Cellular lymphocyte reconstitution in allograft recipients. A, Lung recipients showed effective depletion of lymphocytes during conditioning and DBMT; reconstitution of lymphocytes was similar between lung and kidney allograft recipients (E). Both groups showed an overspilling reconstitution of CD3+CD8+ lymphocytes, with overall numbers being higher in the kidney group (B, F). Similarly, CD3+CD4+ lymphocytes underwent effective depletion, the kidney group showing higher absolute numbers upon reconstitution as compared with lung recipients (C, G). Lung recipients failed to reconstitute regulatory T cells to pre-DBMT levels throughout the entire postoperative monitoring phase (D). Further differentiation of CD8+ T-lymphocytes revealed a high percentage of effector memory T cells in both groups upon reconstitution. In addition, kidney recipients expressed a larger proportion of central memory T cells, whereas lung animals failed to reconstitute central memory cells (H, I). DBMT, donor bone marrow transplantation.

FIGURE 4.

Serum cytokine levels before DBMT (day 30) and after DBMT (d30pBMT). Lung recipients showed higher levels of proinflammatory cytokines (IL-1RA, IL-6, and INF-g) after DBMT as compared with kidney recipients (A, B, C).
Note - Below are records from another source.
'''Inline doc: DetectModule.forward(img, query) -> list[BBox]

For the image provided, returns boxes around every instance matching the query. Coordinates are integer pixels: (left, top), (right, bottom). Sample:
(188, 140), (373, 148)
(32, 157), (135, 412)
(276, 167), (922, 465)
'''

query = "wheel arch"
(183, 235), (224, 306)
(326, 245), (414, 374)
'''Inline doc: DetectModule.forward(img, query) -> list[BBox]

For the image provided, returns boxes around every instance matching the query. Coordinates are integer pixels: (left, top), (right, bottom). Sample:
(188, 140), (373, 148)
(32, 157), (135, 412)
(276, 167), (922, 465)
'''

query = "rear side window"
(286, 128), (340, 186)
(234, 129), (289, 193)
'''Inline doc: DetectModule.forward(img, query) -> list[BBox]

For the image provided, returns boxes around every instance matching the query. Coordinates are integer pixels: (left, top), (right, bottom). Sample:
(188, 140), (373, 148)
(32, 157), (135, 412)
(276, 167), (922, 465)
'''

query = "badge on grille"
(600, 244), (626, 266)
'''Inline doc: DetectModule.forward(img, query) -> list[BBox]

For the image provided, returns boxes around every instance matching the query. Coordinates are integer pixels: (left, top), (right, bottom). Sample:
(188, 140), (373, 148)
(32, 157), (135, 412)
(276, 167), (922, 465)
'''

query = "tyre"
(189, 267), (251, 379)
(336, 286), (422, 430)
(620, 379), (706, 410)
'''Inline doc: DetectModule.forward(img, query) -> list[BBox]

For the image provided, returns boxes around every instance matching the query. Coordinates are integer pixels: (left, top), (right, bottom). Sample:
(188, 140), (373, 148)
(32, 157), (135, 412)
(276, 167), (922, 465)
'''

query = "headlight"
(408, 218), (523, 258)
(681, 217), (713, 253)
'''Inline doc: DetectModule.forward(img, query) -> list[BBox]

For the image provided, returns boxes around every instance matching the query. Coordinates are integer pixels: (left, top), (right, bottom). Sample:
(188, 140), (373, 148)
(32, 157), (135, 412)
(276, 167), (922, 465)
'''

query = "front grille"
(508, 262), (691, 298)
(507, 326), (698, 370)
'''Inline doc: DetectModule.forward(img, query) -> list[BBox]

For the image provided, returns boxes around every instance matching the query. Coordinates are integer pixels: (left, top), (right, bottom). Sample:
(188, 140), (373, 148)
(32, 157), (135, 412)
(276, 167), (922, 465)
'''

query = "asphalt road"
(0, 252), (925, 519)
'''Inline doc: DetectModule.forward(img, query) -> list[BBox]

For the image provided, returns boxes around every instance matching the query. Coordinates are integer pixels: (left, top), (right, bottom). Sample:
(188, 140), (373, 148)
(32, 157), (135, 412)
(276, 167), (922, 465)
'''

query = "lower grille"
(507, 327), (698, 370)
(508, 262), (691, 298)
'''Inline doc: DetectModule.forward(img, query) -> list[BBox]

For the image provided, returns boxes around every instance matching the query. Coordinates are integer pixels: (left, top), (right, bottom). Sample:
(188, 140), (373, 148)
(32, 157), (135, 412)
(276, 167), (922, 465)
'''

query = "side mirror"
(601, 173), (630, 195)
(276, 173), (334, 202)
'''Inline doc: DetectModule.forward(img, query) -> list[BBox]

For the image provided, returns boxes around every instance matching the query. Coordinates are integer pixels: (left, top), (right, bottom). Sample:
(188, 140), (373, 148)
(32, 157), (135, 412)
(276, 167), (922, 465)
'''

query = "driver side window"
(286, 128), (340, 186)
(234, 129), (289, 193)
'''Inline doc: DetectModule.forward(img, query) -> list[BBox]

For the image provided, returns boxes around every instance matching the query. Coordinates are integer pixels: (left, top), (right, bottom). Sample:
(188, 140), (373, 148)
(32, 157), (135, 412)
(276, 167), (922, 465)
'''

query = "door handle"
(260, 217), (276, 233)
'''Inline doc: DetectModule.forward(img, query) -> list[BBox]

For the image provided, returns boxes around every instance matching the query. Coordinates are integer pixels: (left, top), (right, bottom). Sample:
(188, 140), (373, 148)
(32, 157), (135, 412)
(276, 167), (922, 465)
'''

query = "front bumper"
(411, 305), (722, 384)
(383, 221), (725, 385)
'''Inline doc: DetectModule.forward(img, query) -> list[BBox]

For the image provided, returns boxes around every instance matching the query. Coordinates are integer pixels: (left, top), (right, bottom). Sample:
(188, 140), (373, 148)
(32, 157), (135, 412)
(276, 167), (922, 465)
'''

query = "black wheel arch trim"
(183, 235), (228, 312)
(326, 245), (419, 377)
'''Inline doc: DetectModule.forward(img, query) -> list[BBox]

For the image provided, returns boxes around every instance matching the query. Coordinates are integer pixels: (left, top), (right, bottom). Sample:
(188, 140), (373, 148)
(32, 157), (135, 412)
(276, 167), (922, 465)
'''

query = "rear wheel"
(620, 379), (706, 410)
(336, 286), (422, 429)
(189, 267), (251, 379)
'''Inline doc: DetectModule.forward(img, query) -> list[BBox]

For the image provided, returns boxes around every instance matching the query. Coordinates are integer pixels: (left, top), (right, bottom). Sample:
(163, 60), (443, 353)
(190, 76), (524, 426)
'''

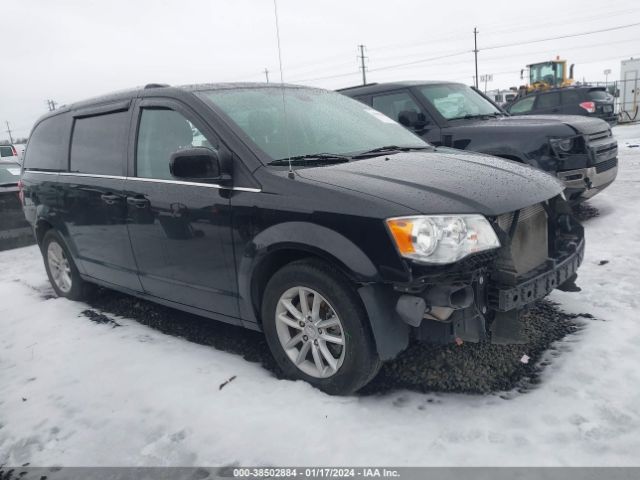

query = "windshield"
(529, 62), (564, 85)
(198, 87), (428, 160)
(587, 89), (613, 101)
(419, 83), (502, 120)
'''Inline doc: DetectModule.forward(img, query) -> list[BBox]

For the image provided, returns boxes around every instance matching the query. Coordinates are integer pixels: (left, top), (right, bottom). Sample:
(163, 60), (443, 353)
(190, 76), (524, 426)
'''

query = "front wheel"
(41, 230), (88, 300)
(262, 260), (380, 394)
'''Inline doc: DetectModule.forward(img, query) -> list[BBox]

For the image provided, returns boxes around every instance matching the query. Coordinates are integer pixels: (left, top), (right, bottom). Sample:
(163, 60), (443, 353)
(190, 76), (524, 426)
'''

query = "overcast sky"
(0, 0), (640, 139)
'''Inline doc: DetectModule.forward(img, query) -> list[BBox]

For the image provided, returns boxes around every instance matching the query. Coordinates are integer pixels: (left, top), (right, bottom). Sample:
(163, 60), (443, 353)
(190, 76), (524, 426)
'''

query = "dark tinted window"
(24, 113), (71, 170)
(509, 97), (536, 114)
(70, 111), (129, 175)
(562, 90), (581, 105)
(136, 109), (218, 180)
(536, 92), (560, 109)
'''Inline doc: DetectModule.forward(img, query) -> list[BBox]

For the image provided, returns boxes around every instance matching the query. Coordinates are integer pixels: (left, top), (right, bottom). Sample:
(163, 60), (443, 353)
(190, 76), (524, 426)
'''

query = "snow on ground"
(0, 125), (640, 466)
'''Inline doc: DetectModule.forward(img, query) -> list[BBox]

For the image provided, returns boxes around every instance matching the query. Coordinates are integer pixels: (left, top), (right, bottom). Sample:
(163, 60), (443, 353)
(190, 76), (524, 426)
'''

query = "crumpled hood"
(480, 115), (610, 135)
(296, 149), (563, 215)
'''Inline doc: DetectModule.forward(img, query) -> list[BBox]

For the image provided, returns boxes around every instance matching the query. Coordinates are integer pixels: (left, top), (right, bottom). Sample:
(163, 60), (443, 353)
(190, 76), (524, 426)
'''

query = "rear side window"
(69, 111), (129, 176)
(24, 113), (71, 170)
(536, 92), (560, 108)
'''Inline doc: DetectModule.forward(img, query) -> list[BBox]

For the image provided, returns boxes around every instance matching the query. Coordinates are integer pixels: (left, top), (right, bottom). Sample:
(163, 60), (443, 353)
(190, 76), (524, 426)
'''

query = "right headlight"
(386, 214), (500, 264)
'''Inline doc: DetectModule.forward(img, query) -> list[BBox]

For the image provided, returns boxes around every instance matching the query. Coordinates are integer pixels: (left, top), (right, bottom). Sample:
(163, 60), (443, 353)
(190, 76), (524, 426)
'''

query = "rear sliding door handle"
(127, 197), (149, 208)
(100, 193), (120, 205)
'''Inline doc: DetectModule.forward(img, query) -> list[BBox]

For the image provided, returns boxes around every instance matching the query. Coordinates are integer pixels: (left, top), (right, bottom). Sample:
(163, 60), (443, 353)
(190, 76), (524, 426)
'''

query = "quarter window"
(509, 97), (536, 113)
(70, 111), (129, 175)
(136, 108), (218, 180)
(24, 113), (72, 170)
(373, 92), (420, 122)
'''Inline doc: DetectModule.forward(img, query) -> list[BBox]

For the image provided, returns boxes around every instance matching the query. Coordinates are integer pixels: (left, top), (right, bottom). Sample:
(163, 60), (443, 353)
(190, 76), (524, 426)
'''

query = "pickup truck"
(338, 81), (618, 204)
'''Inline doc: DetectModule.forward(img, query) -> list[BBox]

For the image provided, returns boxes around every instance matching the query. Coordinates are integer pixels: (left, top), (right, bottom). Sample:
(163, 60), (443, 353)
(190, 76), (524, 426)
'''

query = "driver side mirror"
(398, 110), (429, 130)
(169, 147), (231, 183)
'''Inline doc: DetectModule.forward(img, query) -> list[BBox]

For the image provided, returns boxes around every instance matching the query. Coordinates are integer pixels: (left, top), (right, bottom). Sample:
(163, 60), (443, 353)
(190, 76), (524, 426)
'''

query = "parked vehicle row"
(0, 160), (32, 250)
(340, 82), (618, 203)
(0, 145), (19, 161)
(21, 84), (589, 394)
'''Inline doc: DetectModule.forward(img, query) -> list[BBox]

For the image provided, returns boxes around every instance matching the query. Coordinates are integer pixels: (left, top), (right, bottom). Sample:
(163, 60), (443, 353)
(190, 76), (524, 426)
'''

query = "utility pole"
(358, 45), (367, 85)
(473, 27), (479, 88)
(4, 120), (13, 143)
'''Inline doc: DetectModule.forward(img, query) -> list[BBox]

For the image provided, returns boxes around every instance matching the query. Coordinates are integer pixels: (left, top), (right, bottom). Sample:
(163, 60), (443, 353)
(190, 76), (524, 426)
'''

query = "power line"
(483, 22), (640, 50)
(358, 45), (367, 85)
(473, 27), (478, 91)
(4, 120), (13, 143)
(297, 22), (640, 86)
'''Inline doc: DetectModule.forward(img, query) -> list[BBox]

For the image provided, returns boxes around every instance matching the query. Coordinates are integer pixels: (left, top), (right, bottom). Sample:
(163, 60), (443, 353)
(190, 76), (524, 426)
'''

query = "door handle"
(100, 193), (120, 205)
(127, 197), (149, 208)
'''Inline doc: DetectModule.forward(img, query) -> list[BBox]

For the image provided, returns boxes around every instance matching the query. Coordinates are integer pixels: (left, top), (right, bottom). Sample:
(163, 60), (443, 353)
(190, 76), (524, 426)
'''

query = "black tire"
(40, 229), (90, 300)
(262, 259), (382, 395)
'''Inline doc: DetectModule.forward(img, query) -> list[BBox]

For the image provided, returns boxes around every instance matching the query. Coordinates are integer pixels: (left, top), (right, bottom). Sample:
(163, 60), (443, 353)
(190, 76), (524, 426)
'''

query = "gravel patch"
(573, 202), (600, 222)
(363, 300), (591, 394)
(83, 289), (590, 395)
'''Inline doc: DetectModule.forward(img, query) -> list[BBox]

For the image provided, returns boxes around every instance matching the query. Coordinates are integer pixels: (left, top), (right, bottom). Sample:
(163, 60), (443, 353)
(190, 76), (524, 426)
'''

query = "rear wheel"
(262, 260), (380, 394)
(41, 230), (88, 300)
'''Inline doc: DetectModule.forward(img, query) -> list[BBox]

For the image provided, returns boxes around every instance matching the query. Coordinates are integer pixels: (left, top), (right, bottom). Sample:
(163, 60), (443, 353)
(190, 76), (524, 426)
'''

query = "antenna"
(273, 0), (295, 179)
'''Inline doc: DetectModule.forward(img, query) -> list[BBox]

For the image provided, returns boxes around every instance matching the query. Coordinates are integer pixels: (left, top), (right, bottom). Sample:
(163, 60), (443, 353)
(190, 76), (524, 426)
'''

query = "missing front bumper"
(489, 239), (584, 312)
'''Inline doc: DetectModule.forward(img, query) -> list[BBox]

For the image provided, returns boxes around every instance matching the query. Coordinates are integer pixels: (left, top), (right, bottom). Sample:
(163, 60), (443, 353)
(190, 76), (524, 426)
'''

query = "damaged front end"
(394, 196), (584, 344)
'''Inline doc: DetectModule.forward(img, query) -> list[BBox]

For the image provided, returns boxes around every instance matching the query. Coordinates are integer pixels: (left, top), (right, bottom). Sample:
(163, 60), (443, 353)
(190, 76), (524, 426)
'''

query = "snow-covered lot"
(0, 125), (640, 466)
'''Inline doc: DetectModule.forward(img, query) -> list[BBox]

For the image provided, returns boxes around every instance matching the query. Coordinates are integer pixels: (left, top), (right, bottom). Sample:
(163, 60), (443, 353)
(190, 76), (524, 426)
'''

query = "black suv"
(22, 84), (584, 393)
(505, 86), (617, 124)
(339, 82), (618, 203)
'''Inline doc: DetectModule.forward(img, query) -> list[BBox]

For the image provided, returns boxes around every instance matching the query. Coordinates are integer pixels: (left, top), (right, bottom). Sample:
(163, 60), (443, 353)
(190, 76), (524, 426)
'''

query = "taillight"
(18, 179), (24, 205)
(580, 102), (596, 113)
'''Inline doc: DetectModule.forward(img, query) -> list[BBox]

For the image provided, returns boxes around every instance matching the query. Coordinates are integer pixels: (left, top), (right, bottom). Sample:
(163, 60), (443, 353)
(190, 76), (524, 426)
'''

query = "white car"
(0, 145), (19, 162)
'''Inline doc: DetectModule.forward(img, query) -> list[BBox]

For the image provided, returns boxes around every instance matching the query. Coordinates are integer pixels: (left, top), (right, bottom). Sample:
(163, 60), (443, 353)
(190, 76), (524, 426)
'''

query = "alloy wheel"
(276, 286), (346, 378)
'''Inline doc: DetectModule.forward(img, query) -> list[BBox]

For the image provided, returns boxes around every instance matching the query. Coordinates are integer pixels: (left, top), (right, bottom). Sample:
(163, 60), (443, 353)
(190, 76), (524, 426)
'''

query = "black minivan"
(21, 84), (584, 394)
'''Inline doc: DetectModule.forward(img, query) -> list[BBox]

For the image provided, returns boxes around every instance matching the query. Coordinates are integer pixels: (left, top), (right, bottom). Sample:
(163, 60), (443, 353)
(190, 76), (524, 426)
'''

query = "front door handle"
(100, 193), (120, 205)
(127, 197), (149, 208)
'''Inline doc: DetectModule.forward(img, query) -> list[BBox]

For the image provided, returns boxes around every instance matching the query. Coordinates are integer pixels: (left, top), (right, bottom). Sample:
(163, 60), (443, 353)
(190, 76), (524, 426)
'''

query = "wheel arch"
(238, 222), (380, 325)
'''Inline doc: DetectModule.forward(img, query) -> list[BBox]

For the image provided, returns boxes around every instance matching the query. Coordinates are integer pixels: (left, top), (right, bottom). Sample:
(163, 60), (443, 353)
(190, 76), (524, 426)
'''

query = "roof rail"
(336, 82), (378, 92)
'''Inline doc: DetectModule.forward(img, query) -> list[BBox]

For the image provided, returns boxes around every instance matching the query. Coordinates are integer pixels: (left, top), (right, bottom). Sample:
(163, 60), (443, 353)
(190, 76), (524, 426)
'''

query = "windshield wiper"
(353, 145), (433, 158)
(267, 153), (351, 169)
(448, 112), (502, 120)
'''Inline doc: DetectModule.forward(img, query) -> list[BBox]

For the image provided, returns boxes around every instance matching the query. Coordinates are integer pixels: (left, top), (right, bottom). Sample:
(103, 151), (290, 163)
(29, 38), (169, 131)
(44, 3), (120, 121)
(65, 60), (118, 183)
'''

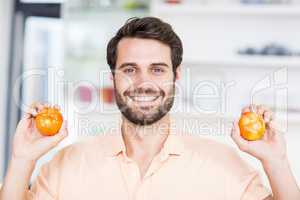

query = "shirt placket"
(119, 152), (168, 200)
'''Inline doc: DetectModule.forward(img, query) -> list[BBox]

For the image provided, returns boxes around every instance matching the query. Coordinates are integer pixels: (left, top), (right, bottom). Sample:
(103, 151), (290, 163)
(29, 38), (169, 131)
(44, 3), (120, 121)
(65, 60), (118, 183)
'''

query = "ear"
(175, 65), (181, 80)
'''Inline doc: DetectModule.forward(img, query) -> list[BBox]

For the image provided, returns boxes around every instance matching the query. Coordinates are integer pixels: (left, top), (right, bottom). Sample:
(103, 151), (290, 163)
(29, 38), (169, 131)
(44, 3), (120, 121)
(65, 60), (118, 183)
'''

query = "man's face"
(114, 38), (175, 125)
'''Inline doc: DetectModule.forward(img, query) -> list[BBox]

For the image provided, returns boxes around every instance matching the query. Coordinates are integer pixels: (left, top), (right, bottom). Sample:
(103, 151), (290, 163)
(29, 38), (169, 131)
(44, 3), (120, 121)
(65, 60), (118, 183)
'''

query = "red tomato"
(239, 112), (266, 141)
(35, 108), (63, 136)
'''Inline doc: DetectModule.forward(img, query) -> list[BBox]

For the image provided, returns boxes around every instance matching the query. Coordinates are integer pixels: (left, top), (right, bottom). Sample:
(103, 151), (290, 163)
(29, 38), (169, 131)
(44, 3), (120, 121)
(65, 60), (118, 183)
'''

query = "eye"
(124, 67), (136, 74)
(152, 67), (164, 74)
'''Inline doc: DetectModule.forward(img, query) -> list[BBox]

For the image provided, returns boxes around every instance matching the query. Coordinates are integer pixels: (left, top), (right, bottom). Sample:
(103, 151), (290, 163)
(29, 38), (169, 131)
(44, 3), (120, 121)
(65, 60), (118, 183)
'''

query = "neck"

Also, lung recipients had slightly higher levels of IL-10 after DBMT as compared with pre-DBMT, whereas kidney recipients showed lower levels of IL-10 after DBMT as compared with preBMT (D). (E, F) Donor-specific antibodies in lung transplant recipients. Animals showing signs of humoral rejection upon euthanasia also showed detectable anti-B-cell antibodies (M8216 and M7416) as well as anti-T-cell donor-specific antibodies (M7416 and M4116). DBMT, donor bone marrow transplantation.